O que você descobriu até hoje na sua carreira?

Quando eu estava na pós-graduação, eu participei de observações no Kitt Peak Observatory, no Arizona. Uma noite, eu recebi um pedido para observar um objeto raro, que apresentava características tanto de cometa quanto de asteroide. Acabei contribuindo para descobrir um novo corpo celeste no nosso sistema solar, o P/2010 A2. Foi um golpe de sorte!

Nos 11 anos de existência do prêmio Alvin Tollestrup, quatro mulheres o ganharam. Parece algo fora do comum. Como você vê a atuação de mulheres na área das exatas?

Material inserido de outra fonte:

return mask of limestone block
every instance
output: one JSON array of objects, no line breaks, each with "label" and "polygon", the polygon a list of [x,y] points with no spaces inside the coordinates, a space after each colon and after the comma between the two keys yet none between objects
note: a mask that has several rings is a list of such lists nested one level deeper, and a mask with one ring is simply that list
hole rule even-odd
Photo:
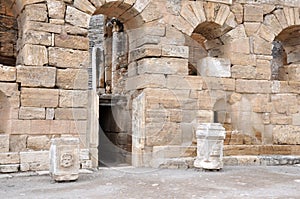
[{"label": "limestone block", "polygon": [[176,90],[185,90],[185,89],[202,90],[203,79],[200,76],[168,75],[167,87],[169,89],[176,89]]},{"label": "limestone block", "polygon": [[274,144],[300,144],[300,127],[292,125],[276,125],[273,128]]},{"label": "limestone block", "polygon": [[9,135],[0,134],[0,152],[9,151]]},{"label": "limestone block", "polygon": [[54,87],[56,68],[17,66],[17,82],[28,87]]},{"label": "limestone block", "polygon": [[204,77],[230,77],[229,59],[206,57],[197,63],[197,70]]},{"label": "limestone block", "polygon": [[271,27],[275,35],[278,35],[282,31],[282,27],[274,14],[266,15],[263,23]]},{"label": "limestone block", "polygon": [[141,13],[150,2],[150,0],[137,0],[133,8]]},{"label": "limestone block", "polygon": [[161,47],[157,45],[144,45],[140,48],[134,49],[129,53],[129,61],[135,61],[145,57],[160,57]]},{"label": "limestone block", "polygon": [[260,37],[253,38],[253,49],[255,54],[271,55],[272,54],[272,43]]},{"label": "limestone block", "polygon": [[294,8],[283,8],[283,13],[285,14],[286,22],[288,26],[295,25],[295,14],[294,14]]},{"label": "limestone block", "polygon": [[234,65],[231,67],[231,74],[236,79],[255,79],[256,68],[254,66]]},{"label": "limestone block", "polygon": [[214,21],[216,15],[215,9],[217,9],[216,6],[217,5],[215,3],[211,2],[206,2],[204,4],[207,21]]},{"label": "limestone block", "polygon": [[0,165],[0,173],[13,173],[19,171],[20,164]]},{"label": "limestone block", "polygon": [[52,36],[49,32],[28,30],[23,34],[23,44],[51,45]]},{"label": "limestone block", "polygon": [[49,150],[50,139],[46,135],[41,136],[28,136],[27,148],[35,151]]},{"label": "limestone block", "polygon": [[42,88],[23,88],[21,104],[28,107],[57,107],[58,90]]},{"label": "limestone block", "polygon": [[262,22],[263,7],[260,5],[244,5],[244,21]]},{"label": "limestone block", "polygon": [[49,151],[20,152],[21,171],[43,171],[49,169]]},{"label": "limestone block", "polygon": [[145,127],[146,145],[180,145],[182,143],[182,131],[178,123],[148,123]]},{"label": "limestone block", "polygon": [[215,23],[219,24],[220,26],[223,26],[229,13],[230,13],[230,7],[224,4],[221,5],[218,14],[216,16]]},{"label": "limestone block", "polygon": [[236,80],[239,93],[271,93],[271,82],[267,80]]},{"label": "limestone block", "polygon": [[19,119],[21,120],[34,120],[45,119],[45,108],[36,107],[20,107]]},{"label": "limestone block", "polygon": [[0,64],[0,81],[15,81],[17,77],[16,67],[3,66]]},{"label": "limestone block", "polygon": [[47,0],[49,17],[53,19],[64,19],[66,5],[63,1]]},{"label": "limestone block", "polygon": [[243,22],[244,18],[244,8],[242,4],[234,3],[230,6],[231,11],[234,13],[236,21],[240,24]]},{"label": "limestone block", "polygon": [[[9,125],[11,128],[11,134],[16,134],[16,135],[30,134],[30,120],[11,120],[9,121]],[[10,148],[12,144],[13,143],[10,143]],[[26,146],[26,140],[25,140],[25,146]]]},{"label": "limestone block", "polygon": [[56,47],[88,50],[89,38],[60,34],[54,36],[54,44]]},{"label": "limestone block", "polygon": [[66,22],[79,26],[82,28],[88,28],[91,16],[71,6],[67,6]]},{"label": "limestone block", "polygon": [[18,84],[16,84],[16,83],[0,82],[0,90],[7,97],[18,96],[19,95]]},{"label": "limestone block", "polygon": [[89,66],[89,52],[49,48],[49,64],[60,68],[87,68]]},{"label": "limestone block", "polygon": [[271,120],[271,123],[275,124],[275,125],[291,125],[292,124],[292,116],[291,115],[271,113],[270,120]]},{"label": "limestone block", "polygon": [[48,52],[45,46],[25,44],[22,51],[23,63],[28,66],[48,64]]},{"label": "limestone block", "polygon": [[188,46],[173,46],[173,45],[162,45],[162,56],[166,57],[189,57]]},{"label": "limestone block", "polygon": [[68,33],[68,34],[71,34],[71,35],[83,35],[83,36],[87,36],[87,34],[88,34],[88,30],[87,29],[80,28],[78,26],[69,25],[69,24],[65,24],[64,31],[66,33]]},{"label": "limestone block", "polygon": [[245,22],[245,31],[248,37],[253,36],[258,31],[259,27],[261,26],[261,23],[259,22]]},{"label": "limestone block", "polygon": [[208,91],[200,91],[199,96],[201,96],[198,99],[198,107],[200,110],[211,110],[214,106],[212,102],[212,96]]},{"label": "limestone block", "polygon": [[46,120],[54,119],[54,108],[46,108]]},{"label": "limestone block", "polygon": [[52,179],[77,180],[79,167],[79,139],[74,137],[52,139],[49,170]]},{"label": "limestone block", "polygon": [[59,107],[84,108],[88,104],[87,91],[60,90]]},{"label": "limestone block", "polygon": [[56,86],[62,89],[87,89],[89,74],[83,69],[58,69]]},{"label": "limestone block", "polygon": [[276,18],[278,19],[282,29],[288,27],[288,23],[286,21],[285,14],[282,9],[277,9],[273,13],[275,14]]},{"label": "limestone block", "polygon": [[230,44],[235,39],[245,39],[247,38],[246,31],[244,25],[238,25],[233,30],[227,32],[223,36],[221,36],[221,40],[224,44]]},{"label": "limestone block", "polygon": [[[243,45],[241,45],[243,44]],[[226,50],[236,53],[250,53],[249,38],[234,39],[230,44],[225,45]]]},{"label": "limestone block", "polygon": [[170,16],[165,18],[165,20],[167,24],[173,25],[187,35],[191,35],[194,31],[194,28],[183,17]]},{"label": "limestone block", "polygon": [[12,152],[26,151],[27,137],[28,137],[27,135],[10,135],[9,151]]},{"label": "limestone block", "polygon": [[227,26],[229,28],[235,28],[237,25],[238,25],[238,23],[235,20],[234,14],[232,12],[230,12],[225,21],[225,26]]},{"label": "limestone block", "polygon": [[292,120],[293,120],[292,125],[300,126],[300,113],[293,114]]},{"label": "limestone block", "polygon": [[230,53],[228,55],[230,58],[231,64],[233,65],[244,65],[244,66],[255,66],[256,65],[256,56],[253,54],[244,54],[244,53]]},{"label": "limestone block", "polygon": [[271,79],[271,63],[269,60],[256,60],[256,78],[257,79]]},{"label": "limestone block", "polygon": [[142,88],[163,88],[166,86],[164,74],[142,74],[127,78],[126,90],[136,90]]},{"label": "limestone block", "polygon": [[257,113],[270,113],[273,109],[269,95],[257,94],[251,99],[251,104],[252,110]]},{"label": "limestone block", "polygon": [[75,0],[74,6],[79,10],[89,14],[94,14],[96,10],[96,8],[89,1],[85,0]]},{"label": "limestone block", "polygon": [[264,24],[260,26],[258,35],[268,42],[272,42],[275,38],[275,33],[272,31],[272,29]]},{"label": "limestone block", "polygon": [[44,23],[38,21],[26,21],[23,27],[23,31],[27,32],[29,30],[50,32],[60,34],[62,32],[62,25],[53,23]]},{"label": "limestone block", "polygon": [[20,164],[20,155],[17,152],[0,153],[1,164]]},{"label": "limestone block", "polygon": [[299,111],[297,95],[276,94],[271,96],[273,107],[280,114],[295,114]]},{"label": "limestone block", "polygon": [[46,21],[47,7],[46,4],[31,4],[25,7],[23,14],[27,20],[31,21]]},{"label": "limestone block", "polygon": [[[151,3],[149,3],[149,5],[140,14],[143,18],[143,21],[147,23],[162,18],[163,13],[160,12],[159,9],[164,5],[165,4],[161,1],[152,1]],[[120,13],[123,13],[123,10],[121,10]]]},{"label": "limestone block", "polygon": [[[187,2],[190,3],[190,2]],[[193,11],[193,8],[189,4],[183,5],[184,9],[181,9],[180,15],[191,24],[192,27],[196,28],[201,22]]]},{"label": "limestone block", "polygon": [[188,74],[188,60],[180,58],[145,58],[138,61],[138,74]]},{"label": "limestone block", "polygon": [[55,109],[57,120],[86,120],[87,109],[85,108],[57,108]]},{"label": "limestone block", "polygon": [[152,154],[152,164],[155,161],[161,161],[168,158],[182,158],[194,155],[195,147],[187,146],[176,146],[176,145],[166,145],[166,146],[154,146]]}]

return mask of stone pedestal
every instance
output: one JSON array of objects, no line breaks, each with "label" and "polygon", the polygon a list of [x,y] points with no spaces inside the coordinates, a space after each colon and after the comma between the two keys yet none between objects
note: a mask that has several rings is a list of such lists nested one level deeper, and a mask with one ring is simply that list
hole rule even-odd
[{"label": "stone pedestal", "polygon": [[50,176],[55,181],[73,181],[79,174],[79,139],[54,138],[50,147]]},{"label": "stone pedestal", "polygon": [[226,131],[219,123],[199,124],[197,136],[196,168],[221,169],[223,168],[223,143]]}]

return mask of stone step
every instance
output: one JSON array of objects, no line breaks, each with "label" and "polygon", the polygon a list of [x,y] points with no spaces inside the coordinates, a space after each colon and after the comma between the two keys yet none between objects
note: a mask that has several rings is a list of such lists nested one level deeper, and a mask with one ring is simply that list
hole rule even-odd
[{"label": "stone step", "polygon": [[[189,169],[194,168],[196,157],[168,158],[160,162],[157,168]],[[226,166],[280,166],[300,164],[298,155],[241,155],[223,157]]]},{"label": "stone step", "polygon": [[298,155],[225,156],[224,166],[280,166],[300,164]]},{"label": "stone step", "polygon": [[224,145],[224,156],[300,155],[300,145]]}]

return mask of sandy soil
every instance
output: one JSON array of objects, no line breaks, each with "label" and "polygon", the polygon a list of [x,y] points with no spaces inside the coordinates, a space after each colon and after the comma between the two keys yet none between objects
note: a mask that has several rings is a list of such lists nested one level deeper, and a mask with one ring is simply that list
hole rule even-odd
[{"label": "sandy soil", "polygon": [[300,166],[225,167],[220,172],[100,168],[64,183],[48,175],[17,175],[0,179],[0,198],[300,198]]}]

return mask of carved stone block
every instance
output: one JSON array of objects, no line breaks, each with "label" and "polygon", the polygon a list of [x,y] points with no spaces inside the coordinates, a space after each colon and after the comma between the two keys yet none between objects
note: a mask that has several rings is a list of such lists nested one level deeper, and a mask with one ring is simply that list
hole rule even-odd
[{"label": "carved stone block", "polygon": [[223,143],[226,131],[219,123],[202,123],[196,131],[197,158],[194,166],[203,169],[223,168]]},{"label": "carved stone block", "polygon": [[79,139],[54,138],[50,147],[50,176],[55,181],[73,181],[79,174]]}]

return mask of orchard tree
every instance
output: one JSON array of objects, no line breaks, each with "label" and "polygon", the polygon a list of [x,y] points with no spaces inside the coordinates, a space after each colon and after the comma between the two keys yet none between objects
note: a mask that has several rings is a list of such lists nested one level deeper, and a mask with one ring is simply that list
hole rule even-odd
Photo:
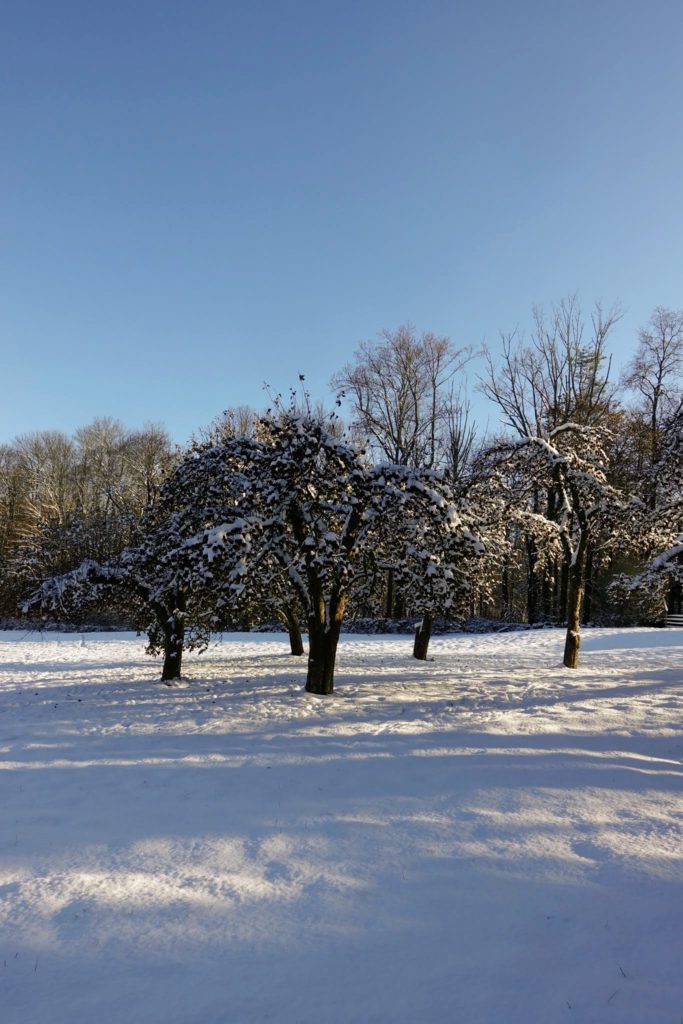
[{"label": "orchard tree", "polygon": [[[586,319],[578,299],[570,295],[550,313],[534,309],[529,341],[517,332],[504,334],[498,360],[485,352],[480,390],[498,406],[504,426],[522,444],[531,438],[547,440],[551,431],[573,423],[598,432],[607,428],[601,442],[604,447],[615,402],[607,343],[620,316],[617,306],[606,311],[596,303]],[[552,520],[562,514],[562,496],[552,478],[547,485],[528,491],[527,501],[535,515]],[[550,611],[547,559],[533,530],[523,534],[523,543],[528,567],[527,619],[534,623]],[[560,618],[566,613],[570,575],[569,556],[565,555],[551,572]],[[590,565],[590,547],[586,559]]]},{"label": "orchard tree", "polygon": [[[128,548],[106,565],[86,560],[44,580],[21,604],[24,614],[78,622],[93,611],[125,610],[135,628],[147,633],[149,654],[163,654],[161,678],[180,678],[187,642],[188,589],[168,566],[150,564],[150,548]],[[189,646],[205,646],[197,632]]]},{"label": "orchard tree", "polygon": [[[293,655],[303,654],[297,596],[266,543],[250,559],[252,535],[263,532],[256,486],[264,445],[255,436],[212,431],[195,441],[169,477],[162,496],[182,526],[182,561],[193,593],[194,617],[209,631],[254,619],[280,619]],[[179,536],[179,535],[178,535]]]},{"label": "orchard tree", "polygon": [[[403,518],[399,513],[390,543],[395,550],[398,583],[410,607],[421,616],[415,629],[413,657],[426,661],[435,617],[466,614],[476,563],[485,547],[467,528],[454,531],[452,523],[442,516],[438,501],[421,504],[415,518]],[[461,522],[463,518],[461,513]]]},{"label": "orchard tree", "polygon": [[[438,474],[372,466],[318,417],[278,410],[261,421],[260,438],[242,522],[244,575],[257,573],[263,587],[278,580],[291,588],[308,623],[306,689],[331,694],[349,601],[368,586],[392,538],[402,536],[397,550],[404,553],[392,556],[392,566],[408,572],[408,534],[401,524],[426,517],[452,538],[452,549],[459,541],[461,550],[475,551],[478,541],[440,490]],[[408,532],[415,545],[412,526]],[[236,537],[215,534],[204,550],[213,561],[225,550],[228,564],[234,563]],[[417,548],[413,557],[420,558]],[[425,559],[426,574],[428,564]]]},{"label": "orchard tree", "polygon": [[216,523],[223,533],[229,520],[241,527],[238,505],[248,487],[243,461],[230,462],[222,450],[217,458],[207,448],[208,454],[191,450],[166,479],[143,516],[137,545],[106,563],[86,559],[48,577],[24,601],[24,611],[73,618],[93,608],[125,607],[147,633],[149,653],[163,654],[162,679],[179,678],[183,651],[206,647],[215,619],[211,566],[198,566],[193,553]]},{"label": "orchard tree", "polygon": [[639,503],[620,494],[607,481],[607,456],[602,446],[603,429],[563,423],[518,441],[501,443],[495,450],[499,465],[526,482],[526,514],[529,496],[539,489],[557,498],[552,516],[538,517],[539,525],[556,534],[568,567],[567,635],[564,664],[579,663],[581,606],[586,583],[589,545],[610,550],[628,536]]}]

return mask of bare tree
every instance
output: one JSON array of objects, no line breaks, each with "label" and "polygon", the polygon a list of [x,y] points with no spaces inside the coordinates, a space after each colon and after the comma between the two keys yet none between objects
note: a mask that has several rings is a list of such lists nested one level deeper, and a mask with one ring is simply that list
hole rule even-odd
[{"label": "bare tree", "polygon": [[173,453],[166,432],[130,432],[109,418],[67,437],[27,434],[0,453],[0,604],[84,559],[109,560],[135,542]]},{"label": "bare tree", "polygon": [[576,296],[554,306],[547,316],[534,308],[529,343],[518,331],[502,334],[497,364],[485,350],[486,370],[479,388],[519,437],[543,437],[562,423],[593,425],[614,398],[607,340],[621,318],[618,306],[605,312],[596,303],[590,330]]},{"label": "bare tree", "polygon": [[351,404],[352,429],[380,461],[433,469],[446,456],[447,398],[457,396],[453,381],[470,358],[469,348],[404,324],[361,342],[332,385]]},{"label": "bare tree", "polygon": [[[643,456],[639,469],[646,480],[646,500],[657,505],[657,466],[667,425],[683,410],[683,310],[658,306],[638,336],[623,384],[638,395],[636,416],[642,423]],[[636,424],[637,427],[637,424]]]},{"label": "bare tree", "polygon": [[15,441],[24,482],[27,529],[50,518],[62,521],[74,506],[76,446],[59,431],[24,434]]},{"label": "bare tree", "polygon": [[199,431],[199,440],[219,444],[235,437],[255,437],[259,416],[260,413],[250,405],[236,405],[225,409],[208,427]]},{"label": "bare tree", "polygon": [[472,463],[477,428],[470,418],[470,404],[462,387],[451,384],[446,394],[442,413],[443,464],[448,478],[456,483],[467,473]]}]

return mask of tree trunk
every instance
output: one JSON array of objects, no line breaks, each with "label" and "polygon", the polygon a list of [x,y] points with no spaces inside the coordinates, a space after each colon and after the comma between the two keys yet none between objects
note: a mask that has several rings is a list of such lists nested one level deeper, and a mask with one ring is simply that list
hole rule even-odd
[{"label": "tree trunk", "polygon": [[564,643],[564,665],[566,668],[579,667],[581,646],[581,604],[586,572],[586,541],[582,536],[576,558],[569,564],[567,586],[567,637]]},{"label": "tree trunk", "polygon": [[296,616],[296,612],[293,608],[290,608],[289,605],[286,605],[282,609],[282,618],[289,634],[290,654],[295,655],[297,658],[301,657],[304,653],[304,642],[301,639],[301,629],[299,628],[299,620]]},{"label": "tree trunk", "polygon": [[346,595],[333,593],[329,602],[329,621],[325,603],[318,599],[308,616],[308,674],[306,690],[329,696],[334,690],[334,663],[341,624],[346,610]]},{"label": "tree trunk", "polygon": [[431,612],[425,612],[422,622],[415,627],[415,643],[413,644],[413,657],[418,661],[427,660],[427,650],[432,635],[434,616]]},{"label": "tree trunk", "polygon": [[384,618],[390,619],[394,611],[394,570],[387,571],[387,590],[384,599]]},{"label": "tree trunk", "polygon": [[340,628],[341,622],[332,622],[328,627],[313,617],[308,620],[308,693],[329,696],[334,690],[334,663]]},{"label": "tree trunk", "polygon": [[569,618],[569,576],[571,573],[571,565],[566,559],[562,560],[562,570],[560,572],[560,592],[559,592],[559,603],[557,607],[557,618],[559,622],[564,622],[565,619]]},{"label": "tree trunk", "polygon": [[583,612],[581,623],[587,626],[593,615],[593,549],[586,555],[586,583],[583,593]]},{"label": "tree trunk", "polygon": [[183,641],[185,639],[185,622],[182,613],[177,609],[169,615],[164,624],[164,666],[161,670],[162,682],[180,679],[183,666]]},{"label": "tree trunk", "polygon": [[526,540],[527,578],[526,578],[526,617],[530,626],[538,622],[538,576],[536,563],[538,547],[533,537]]},{"label": "tree trunk", "polygon": [[554,580],[557,578],[557,560],[554,560],[552,565],[549,567],[549,572],[543,577],[541,581],[541,608],[543,611],[543,621],[551,621],[555,616],[553,608],[553,595],[555,589]]},{"label": "tree trunk", "polygon": [[406,616],[406,596],[401,590],[395,590],[394,593],[394,619],[404,619]]},{"label": "tree trunk", "polygon": [[503,572],[500,578],[500,617],[507,619],[508,608],[510,607],[510,574],[508,572],[507,559],[503,562]]}]

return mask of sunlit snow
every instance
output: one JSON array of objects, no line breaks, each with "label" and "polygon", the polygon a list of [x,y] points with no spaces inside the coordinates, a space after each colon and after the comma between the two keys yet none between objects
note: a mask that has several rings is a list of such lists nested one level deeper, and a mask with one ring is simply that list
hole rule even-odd
[{"label": "sunlit snow", "polygon": [[0,634],[2,1024],[680,1024],[683,631]]}]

A participação de mulheres em campos como astronomia e física de partículas tem aumentado significativamente nos últimos anos. Isso se reflete no aumento do número de mulheres que tem seu sucesso reconhecido através de prêmios. E esse efeito é particularmente mais forte em prêmios como o Alvin Tollestrup, que tem foco em pesquisadores jovens. Acho que no futuro isso vai se tornar comum também em prêmios para pesquisadores sêniores, como o Nobel.

Como é ser mulher nessa área de trabalho?

Essa área de pesquisa é muito colaborativa, mas também muito competitiva. A situação das mulheres nesse campo tem melhorado (há um número maior de mulheres atuando em posições de destaque, por exemplo), mas ainda não atingimos uma situação de igualdade. Tenho confiança de que estamos progredindo na direção certa.